Though Balak seems to have been a rather important tribal ruler, we are not certain how he got his name. Possibly it is from a root that means “to lay waste”, which might connect with his plan to destroy the Israelite camp.
His father was called Tzippor, which normally means a bird. Perhaps it can be linked with a Semitic root that means “morning”, symbolising new energy and resourcefulness.
According to Midrashic speculation, Balak was a prince – not even an important one – but not the son of a king. He gained the throne of Moab because of a combination of ambition (he believed he could stabilise the kingdom), prophecy (Bilam had foretold Balak’s rise to power), warrior-strength and political machinations within the kingdom.
He acknowledged Bilam’s gift of divination but realised that Bilam loved money, so he offered him vast rewards for cursing Israel.
The question is why he hated Israel so much; the answer may be that he thought they had had a charmed journey through the wilderness and feared they would overtake his kingdom.
Why did Balak want Bilam to curse them?

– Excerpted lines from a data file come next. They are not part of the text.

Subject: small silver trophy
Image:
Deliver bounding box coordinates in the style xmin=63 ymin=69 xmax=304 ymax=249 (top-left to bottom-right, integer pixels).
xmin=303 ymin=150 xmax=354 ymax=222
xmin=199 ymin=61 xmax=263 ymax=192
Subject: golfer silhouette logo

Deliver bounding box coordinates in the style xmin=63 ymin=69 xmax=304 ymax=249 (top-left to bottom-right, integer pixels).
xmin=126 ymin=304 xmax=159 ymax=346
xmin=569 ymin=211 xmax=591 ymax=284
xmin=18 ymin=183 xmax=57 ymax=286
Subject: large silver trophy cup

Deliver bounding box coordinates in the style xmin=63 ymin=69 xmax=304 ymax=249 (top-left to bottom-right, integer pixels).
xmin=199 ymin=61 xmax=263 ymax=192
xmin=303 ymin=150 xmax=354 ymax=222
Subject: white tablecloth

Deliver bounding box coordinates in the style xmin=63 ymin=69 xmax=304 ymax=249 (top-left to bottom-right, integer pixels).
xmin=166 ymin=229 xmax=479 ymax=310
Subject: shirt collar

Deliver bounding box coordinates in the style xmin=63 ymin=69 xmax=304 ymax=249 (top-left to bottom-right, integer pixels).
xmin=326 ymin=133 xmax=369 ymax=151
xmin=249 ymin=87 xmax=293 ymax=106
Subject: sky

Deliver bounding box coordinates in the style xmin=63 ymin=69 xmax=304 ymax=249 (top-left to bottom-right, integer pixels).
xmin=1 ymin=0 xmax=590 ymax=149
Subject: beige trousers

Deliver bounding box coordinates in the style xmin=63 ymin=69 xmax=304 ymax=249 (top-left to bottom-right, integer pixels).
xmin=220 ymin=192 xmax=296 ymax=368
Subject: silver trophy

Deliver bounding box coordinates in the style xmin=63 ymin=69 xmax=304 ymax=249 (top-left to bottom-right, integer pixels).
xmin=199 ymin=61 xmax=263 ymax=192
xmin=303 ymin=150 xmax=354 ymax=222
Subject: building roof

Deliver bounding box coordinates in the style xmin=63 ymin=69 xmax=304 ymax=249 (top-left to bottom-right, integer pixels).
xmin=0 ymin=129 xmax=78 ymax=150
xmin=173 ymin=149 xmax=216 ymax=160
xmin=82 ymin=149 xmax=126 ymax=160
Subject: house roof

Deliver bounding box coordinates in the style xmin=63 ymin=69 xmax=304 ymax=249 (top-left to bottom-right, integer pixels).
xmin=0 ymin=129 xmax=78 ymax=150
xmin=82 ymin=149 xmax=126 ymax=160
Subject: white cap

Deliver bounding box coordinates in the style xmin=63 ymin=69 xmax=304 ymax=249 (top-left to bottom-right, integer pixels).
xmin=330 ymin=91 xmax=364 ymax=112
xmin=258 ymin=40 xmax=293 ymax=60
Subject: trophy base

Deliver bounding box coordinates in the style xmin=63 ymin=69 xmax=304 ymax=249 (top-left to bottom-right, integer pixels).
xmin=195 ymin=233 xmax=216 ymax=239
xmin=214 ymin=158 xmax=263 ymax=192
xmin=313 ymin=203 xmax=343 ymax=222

Like many ancient figures, he believed that prophetic blessings and curses could change the course of history. The defeat of Israel would not be brought about by military might alone. It needed metaphysical strength.
What Bilam found, however, was that God’s spiritual power was greater than his. If God opposed him spiritually there was nothing he could do, and his words of execration turned to blessing in his mouth.